Havia lido em minha adolescência um exemplar da obra, velho, desgastado, amarelado e sem capa, que me fora emprestado por uma colega de sala de aula. O drama do personagem Traian Matisi marcou-me profundamente, talvez por se passar dentro de um cenário de guerra mundial – não lera, ainda, livros cuja ação se desenrolasse nesse ambiente.
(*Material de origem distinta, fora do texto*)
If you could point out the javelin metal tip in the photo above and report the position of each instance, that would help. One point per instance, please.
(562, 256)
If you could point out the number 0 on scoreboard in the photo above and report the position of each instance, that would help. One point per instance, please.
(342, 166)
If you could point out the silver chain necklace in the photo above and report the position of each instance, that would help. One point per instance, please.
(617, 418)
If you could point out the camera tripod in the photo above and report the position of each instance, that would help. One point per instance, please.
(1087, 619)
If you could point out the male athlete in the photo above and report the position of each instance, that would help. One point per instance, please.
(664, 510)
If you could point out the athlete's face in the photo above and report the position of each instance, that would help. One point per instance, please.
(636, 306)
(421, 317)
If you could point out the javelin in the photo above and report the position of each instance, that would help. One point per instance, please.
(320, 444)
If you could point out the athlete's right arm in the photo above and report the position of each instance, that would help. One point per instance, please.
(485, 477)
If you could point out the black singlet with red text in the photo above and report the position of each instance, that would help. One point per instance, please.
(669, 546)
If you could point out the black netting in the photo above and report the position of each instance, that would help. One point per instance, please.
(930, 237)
Muitos anos se passaram, mas quando vi numa vitrine de livraria, em uma capa verde, editada pela Betrand Brasil, exatamente aquela obra lida nos anos adolescentes, comprei-a imediatamente. Relê-la, passado tanto tempo, foi uma experiência nova, apesar de já conhecê-la. É que, livros compulsados nos recuos dos anos, quando revisitados em idade mais madura, resultam em visões diferentes do mesmo produto cultural. Portanto, eu tenho com o autor um “relacionamento” – diria – afetivo mesmo.
A Vigésima Quinta Hora é uma obra extraordinária. Costumo fazer notações a lápis na folha de rosto, enquanto vou lendo e a deste volume está muito anotada. Existem no livro personagens dos quais não nos esquecemos facilmente.
Iohann Moritz é um camponês romeno, cuja ingenuidade tem algo de pureza e, ao mesmo tempo, de estranheza diante de como o mundo funciona. Denunciado, certa feita, como judeu (sem o ser, verdadeiramente) por um gendarme local que lhe deseja a esposa, Suzanna, ele se vê enredado pela máquina de guerra, caindo em mãos nazistas. Inicia-se aí uma “peregrinação” por vários campos de concentração.
Foge para a Hungria, com outros detentos, é preso como espião romeno e torturado. Segue preso para a Alemanha, sob a condição de “trabalhador húngaro voluntário”. Não se esquece de Suzanna, de sua aldeia Fôntâna e da vida tranquila; nunca desejou muito, apenas uma casinha onde pudesse viver com sua família, umas terras em que trabalhar e se manter.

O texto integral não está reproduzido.